Re: Trailing content in JSON-LD

As someone writing software to make requests for JSON-LD documents and
parse them, I am really not interested in trying to figure out how to parse
the input you provided. There could be thousands of different ways a
response could contain a fragment that is a valid JSON-LD document and
_other stuff_, and I don't want to support one case of _other stuff_,
because there's no end to the possibilities of what else I might find. If I
request 'application/ld+json', I don't want anything other than the
document that I can send straight to my JSON parser.

Nate

On Sun, Aug 23, 2015 at 11:00 AM, Andy Seaborne <andy@seaborne.org> wrote:

>
>
> On 23/08/15 18:34, Gregg Kellogg wrote:
>
> However, as a practical matter, JSON may be included in and HTML script
>> tag, which could conceivably be in CDATA. Sometimes other non-JSON comment
>> (such as a // comment) is also found). Because these are seen in the wild,
>> my reader removes everything preceding “{“ or “[“ and everything trailing
>> “}” or “]” to look for a valid JSON document. The specific substitution
>> pattern I use is the following:
>>
>> input.to_s.sub(%r(\A[^{\[]*)m, '').sub(%r([^}\]]*\Z)m, ‘')
>>
>> While this is technically invalid IMO, practically speaking not eating
>> such garbage will break real-world usage (perhaps mostly in schema.org
>> examples).
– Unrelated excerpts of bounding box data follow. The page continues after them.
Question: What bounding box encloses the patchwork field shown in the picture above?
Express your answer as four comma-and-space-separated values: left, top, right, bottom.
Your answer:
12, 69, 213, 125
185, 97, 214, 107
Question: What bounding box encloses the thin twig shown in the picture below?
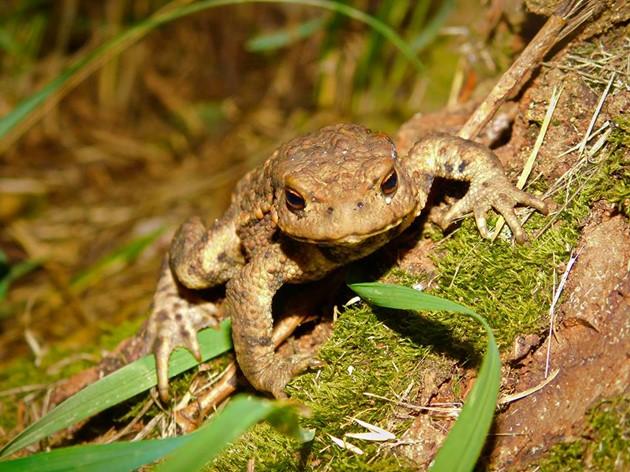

I could see generating an error if this is seen when validating,
>> but otherwise I’m inclined to eat such garbage in my implementation.
>>
>
> Agreed, embedding is important.
>
> I think it's better to talk about an extraction step to identify the
> content before invoking the JSON(-LD) specs.  There may be escaping or
> encoding issues from the enclosing content.  I see chopping junk as an
> example of such a step.
>
>         Andy
>
>

Received on Sunday, 23 August 2015 18:28:42 UTC